Nevio Primon de Siqueira

Gostaria de colocar aos colegas freqüentadores dos sites MilkPoint e BeefPoint o que li recentemente na revista “Exame”, muito conceituada entre empresários e pessoas ligadas a todos os tipos de negócios do País. Para minha surpresa, o segmento rural foi citado em uma matéria publicada na mesma. Podem acreditar. Quem duvidar, compre e/ou leia a edição nº746, de 08 de agosto de 2001, na matéria “Saiu bem na foto?” , à página 16, os “fazendeiros” foram lembrados. Cabe ressaltar que foram lembrados como a quarta categoria de profissionais que MAIS ATRAPALHAM o nosso país. Os fazendeiros perdem apenas para os juízes, os banqueiros e os políticos. Vejam com quem são comparados os profissionais do campo. Não sei se o que estou sentindo é mágoa, revolta ou raiva, pois estes dados são resultados de pesquisa nacional de opinião, que “acaba de apontar os maiores vilões da vida pública brasileira”.

Só não estou bem certo se as pessoas que opinaram nessa pesquisa lembraram o que comeram no seu café da manhã. Talvéz pão, feito com trigo colhido em algum reduto de bandidos, leite que foi ordenhado de alguma vaca de algum safado, com um pouco de café plantado e colhido por um vagabundo qualquer, alguma fruta colhida em algum pomar de malandro, ou ainda algum complemento como margarina vegetal ou manteiga, produzidas a partir de produtos vendidos por algum fazendeiro mercenário. Nem mesmo os traficantes foram lembrados. Não é a glória???
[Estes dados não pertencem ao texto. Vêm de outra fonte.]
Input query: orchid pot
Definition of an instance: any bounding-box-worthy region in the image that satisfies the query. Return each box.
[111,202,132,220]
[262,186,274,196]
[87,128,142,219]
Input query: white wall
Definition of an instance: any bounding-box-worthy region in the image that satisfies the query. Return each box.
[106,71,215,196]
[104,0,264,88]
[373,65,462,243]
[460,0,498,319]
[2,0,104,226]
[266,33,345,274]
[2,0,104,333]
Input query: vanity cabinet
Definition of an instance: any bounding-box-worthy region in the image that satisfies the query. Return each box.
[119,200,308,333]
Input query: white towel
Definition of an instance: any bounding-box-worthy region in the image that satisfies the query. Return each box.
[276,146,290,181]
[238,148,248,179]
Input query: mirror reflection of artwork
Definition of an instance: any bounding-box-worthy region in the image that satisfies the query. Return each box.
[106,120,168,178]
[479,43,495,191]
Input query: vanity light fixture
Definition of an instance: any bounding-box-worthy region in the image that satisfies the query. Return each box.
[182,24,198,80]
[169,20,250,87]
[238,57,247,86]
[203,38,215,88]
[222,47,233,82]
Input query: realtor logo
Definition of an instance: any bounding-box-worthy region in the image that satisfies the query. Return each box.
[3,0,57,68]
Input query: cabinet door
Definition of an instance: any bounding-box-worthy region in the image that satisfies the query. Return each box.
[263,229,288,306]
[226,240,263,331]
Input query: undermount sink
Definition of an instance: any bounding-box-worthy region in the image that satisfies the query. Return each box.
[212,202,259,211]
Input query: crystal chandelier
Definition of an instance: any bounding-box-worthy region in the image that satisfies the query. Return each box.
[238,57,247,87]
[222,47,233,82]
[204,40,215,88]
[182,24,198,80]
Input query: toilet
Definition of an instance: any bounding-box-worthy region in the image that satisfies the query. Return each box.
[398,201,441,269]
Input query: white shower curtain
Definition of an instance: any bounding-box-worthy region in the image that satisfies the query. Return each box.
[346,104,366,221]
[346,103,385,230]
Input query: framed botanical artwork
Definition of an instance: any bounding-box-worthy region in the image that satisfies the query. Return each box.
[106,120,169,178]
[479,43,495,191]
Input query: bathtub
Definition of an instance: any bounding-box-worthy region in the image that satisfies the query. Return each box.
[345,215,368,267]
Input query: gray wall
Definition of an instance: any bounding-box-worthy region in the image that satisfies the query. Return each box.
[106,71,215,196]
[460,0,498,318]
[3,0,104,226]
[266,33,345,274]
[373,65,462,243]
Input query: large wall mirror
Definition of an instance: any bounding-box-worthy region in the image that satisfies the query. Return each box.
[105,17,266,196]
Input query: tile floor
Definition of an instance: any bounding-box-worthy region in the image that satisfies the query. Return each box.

Esta é a imagem que a imprensa falada e escrita vende dos produtores do País. Na televisão, só aparece o rei do gado, os que “agridem ” os coitados dos sem terra, os criadores de cavalos, com lindas propriedades e passam o dia na beira da piscina, enfim, tudo o que os “fazendeiros” não fazem sempre, para não dizer quase nunca. Ninguém mostra aqueles que acordam cedo, cuidam da roça, dos animais, dependem de chuva, de sol, de mercado, de maquinário, de mão de obra, etc, para produzir nada mais do que “alimento” para ser consumido por pessoas que nem sabem que eles existem e, por isso mesmo, dizem que só atrapalham.

Não sabem que as safras recordes, ano após ano, dependem única e exclusivamente da competência desses verdadeiros sacerdotes da terra, que se desdobram durante alguns meses para colher cada vez mais, do mesmo chão, para poder sobreviver e tirar da terra seu sustento e de suas famílias. Na maioria dos casos, o adubo é o próprio suor desses “vilões” e de seus colaboradores, que por vezes não podem esperar o dia seguinte para preparar a terra, sendo obrigados a varar noites sobre tratores, pois as chuvas não esperam. As fazendas são indústrias a céu aberto, que funcionam de segunda a segunda, por vezes 24 horas por dia, sem final de semana ou feriados. A terra tem que estar com as sementes na hora certa para que possam produzir e alimentar os “urbanóides”, que não sabem que o leite não brota da caixinha, o arroz não cai do céu e o feijão não nasce na prateleira do mercado.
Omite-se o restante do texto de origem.